SINGAPORE BUDGET 2023

High business, parenting costs among MPs’ top concerns on first day of Budget debate

Tessa Oh
Published Wed, Feb 22, 2023 · 10:23 PM

CONCERNS over rising costs – whether for businesses or families – were a recurring theme on the first day of debate on Budget 2023, as Members of Parliament (MPs) suggested ways to mitigate this impact.

But even as some called for more aid, others argued for fiscal prudence amid an uncertain external environment, or emphasised that Singapore must stay competitive to achieve growth.

The debate on the government’s latest fiscal plan began on Wednesday (Feb 22), with 27 MPs speaking on issues ranging from Central Provident Fund (CPF) contributions to the need for upskilling.

Noting that business costs have risen and are likely to keep doing so, some MPs wanted more help for small- and medium-sized enterprises (SMEs) to offset high operating costs, as well as enhanced productivity and digitalisation initiatives.

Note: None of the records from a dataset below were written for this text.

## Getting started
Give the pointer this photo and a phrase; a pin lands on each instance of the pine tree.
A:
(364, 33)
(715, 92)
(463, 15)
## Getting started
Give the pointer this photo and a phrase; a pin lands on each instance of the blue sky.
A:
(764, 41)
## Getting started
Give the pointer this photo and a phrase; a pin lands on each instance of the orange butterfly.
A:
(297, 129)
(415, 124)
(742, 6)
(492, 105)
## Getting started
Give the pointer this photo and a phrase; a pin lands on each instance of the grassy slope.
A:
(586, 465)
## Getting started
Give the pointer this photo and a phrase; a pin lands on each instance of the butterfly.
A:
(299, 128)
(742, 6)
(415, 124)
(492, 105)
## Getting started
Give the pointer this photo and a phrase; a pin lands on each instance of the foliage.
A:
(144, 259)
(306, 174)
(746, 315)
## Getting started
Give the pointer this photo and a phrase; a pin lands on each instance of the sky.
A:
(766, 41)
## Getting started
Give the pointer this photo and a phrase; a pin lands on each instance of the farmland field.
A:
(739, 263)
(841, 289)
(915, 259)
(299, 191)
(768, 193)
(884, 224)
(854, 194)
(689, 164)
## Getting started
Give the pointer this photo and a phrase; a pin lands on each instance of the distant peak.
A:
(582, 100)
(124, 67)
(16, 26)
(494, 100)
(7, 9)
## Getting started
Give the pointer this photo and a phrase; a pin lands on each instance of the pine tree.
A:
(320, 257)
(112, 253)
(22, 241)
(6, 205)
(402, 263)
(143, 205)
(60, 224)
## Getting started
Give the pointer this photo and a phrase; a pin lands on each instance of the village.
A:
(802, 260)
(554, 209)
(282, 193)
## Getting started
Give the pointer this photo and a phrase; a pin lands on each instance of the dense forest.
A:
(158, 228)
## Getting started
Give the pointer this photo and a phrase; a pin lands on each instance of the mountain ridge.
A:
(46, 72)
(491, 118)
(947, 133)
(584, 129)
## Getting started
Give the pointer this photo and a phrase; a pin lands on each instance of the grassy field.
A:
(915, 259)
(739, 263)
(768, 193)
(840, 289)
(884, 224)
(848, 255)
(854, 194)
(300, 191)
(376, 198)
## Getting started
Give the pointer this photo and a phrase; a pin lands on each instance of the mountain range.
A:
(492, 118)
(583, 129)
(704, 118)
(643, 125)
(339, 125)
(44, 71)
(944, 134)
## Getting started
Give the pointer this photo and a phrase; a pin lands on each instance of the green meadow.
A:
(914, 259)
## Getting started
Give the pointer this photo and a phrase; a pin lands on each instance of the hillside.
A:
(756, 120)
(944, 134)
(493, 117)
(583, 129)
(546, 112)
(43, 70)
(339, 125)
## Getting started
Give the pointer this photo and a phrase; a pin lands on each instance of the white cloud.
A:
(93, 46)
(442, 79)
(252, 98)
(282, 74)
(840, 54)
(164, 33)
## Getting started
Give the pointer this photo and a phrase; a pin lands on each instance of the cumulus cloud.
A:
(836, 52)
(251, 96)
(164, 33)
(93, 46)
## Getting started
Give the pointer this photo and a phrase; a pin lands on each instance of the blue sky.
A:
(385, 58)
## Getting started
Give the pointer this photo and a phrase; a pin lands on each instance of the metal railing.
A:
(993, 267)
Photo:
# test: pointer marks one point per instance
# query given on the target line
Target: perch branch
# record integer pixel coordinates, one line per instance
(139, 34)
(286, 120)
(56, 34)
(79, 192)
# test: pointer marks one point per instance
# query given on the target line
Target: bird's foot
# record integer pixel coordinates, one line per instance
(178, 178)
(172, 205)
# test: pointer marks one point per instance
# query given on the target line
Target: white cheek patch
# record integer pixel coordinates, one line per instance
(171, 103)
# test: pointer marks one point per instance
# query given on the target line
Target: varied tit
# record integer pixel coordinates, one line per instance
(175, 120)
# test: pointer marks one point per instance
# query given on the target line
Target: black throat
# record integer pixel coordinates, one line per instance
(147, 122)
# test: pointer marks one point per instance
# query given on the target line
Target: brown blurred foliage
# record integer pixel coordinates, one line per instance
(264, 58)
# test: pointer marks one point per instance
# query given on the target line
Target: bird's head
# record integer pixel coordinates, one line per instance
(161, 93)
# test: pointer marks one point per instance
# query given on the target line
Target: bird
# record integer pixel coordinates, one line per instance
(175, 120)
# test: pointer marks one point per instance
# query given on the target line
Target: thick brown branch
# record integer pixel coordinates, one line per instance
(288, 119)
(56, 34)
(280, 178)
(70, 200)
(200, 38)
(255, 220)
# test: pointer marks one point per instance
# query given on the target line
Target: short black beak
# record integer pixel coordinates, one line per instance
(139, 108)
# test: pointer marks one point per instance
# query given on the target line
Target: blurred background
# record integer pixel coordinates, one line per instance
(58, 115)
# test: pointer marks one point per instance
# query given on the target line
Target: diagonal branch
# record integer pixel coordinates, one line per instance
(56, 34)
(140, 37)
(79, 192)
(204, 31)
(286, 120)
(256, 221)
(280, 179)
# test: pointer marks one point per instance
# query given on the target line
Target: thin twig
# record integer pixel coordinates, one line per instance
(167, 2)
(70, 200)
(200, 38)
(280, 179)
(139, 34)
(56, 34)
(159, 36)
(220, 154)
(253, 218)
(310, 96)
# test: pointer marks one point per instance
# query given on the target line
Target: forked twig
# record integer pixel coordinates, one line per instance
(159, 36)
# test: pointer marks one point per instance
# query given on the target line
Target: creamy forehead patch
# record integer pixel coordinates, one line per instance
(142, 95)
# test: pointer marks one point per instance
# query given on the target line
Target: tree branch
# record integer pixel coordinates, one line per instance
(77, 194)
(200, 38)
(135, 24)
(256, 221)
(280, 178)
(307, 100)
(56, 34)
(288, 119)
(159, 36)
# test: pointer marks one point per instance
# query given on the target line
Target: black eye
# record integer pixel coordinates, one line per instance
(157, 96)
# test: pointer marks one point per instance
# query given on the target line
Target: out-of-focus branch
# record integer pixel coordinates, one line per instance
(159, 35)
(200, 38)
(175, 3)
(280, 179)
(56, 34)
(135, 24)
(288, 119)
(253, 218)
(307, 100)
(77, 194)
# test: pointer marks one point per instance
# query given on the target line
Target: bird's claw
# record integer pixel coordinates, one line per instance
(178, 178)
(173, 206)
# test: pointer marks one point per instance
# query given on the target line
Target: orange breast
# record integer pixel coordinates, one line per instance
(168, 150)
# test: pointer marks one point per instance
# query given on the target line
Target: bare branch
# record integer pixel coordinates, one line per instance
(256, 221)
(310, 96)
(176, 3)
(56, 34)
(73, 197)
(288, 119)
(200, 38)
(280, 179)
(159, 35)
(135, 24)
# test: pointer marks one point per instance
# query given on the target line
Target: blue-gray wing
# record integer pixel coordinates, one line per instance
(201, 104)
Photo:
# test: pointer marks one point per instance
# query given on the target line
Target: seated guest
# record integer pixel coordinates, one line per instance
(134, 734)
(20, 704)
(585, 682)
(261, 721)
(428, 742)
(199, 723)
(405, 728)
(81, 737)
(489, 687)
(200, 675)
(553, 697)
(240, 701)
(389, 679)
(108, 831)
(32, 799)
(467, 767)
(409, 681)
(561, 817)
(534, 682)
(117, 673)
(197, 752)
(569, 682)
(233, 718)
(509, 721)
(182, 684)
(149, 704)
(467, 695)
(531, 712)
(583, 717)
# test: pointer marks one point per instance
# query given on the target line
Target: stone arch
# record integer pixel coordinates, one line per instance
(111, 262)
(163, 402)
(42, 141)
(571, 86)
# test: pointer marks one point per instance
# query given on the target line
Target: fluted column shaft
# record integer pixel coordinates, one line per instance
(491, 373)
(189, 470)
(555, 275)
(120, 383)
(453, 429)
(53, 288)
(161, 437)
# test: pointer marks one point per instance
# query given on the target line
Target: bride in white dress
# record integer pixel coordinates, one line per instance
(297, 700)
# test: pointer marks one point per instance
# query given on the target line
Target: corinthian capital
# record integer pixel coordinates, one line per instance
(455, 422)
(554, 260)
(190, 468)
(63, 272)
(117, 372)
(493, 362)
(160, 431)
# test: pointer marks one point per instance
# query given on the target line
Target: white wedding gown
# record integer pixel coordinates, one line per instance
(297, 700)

The government could offer loans with lower interest rates, and review the eligibility for grants – such as the Productivity Solutions Grant – to allow more SMEs to qualify, said Marine Parade Group Representation Constituency (GRC) MP Seah Kian Peng.

To incentivise employers to train workers, the government could make upskilling a compulsory component in evaluating a company’s eligibility for tax relief, and provide complementary training grants, he added.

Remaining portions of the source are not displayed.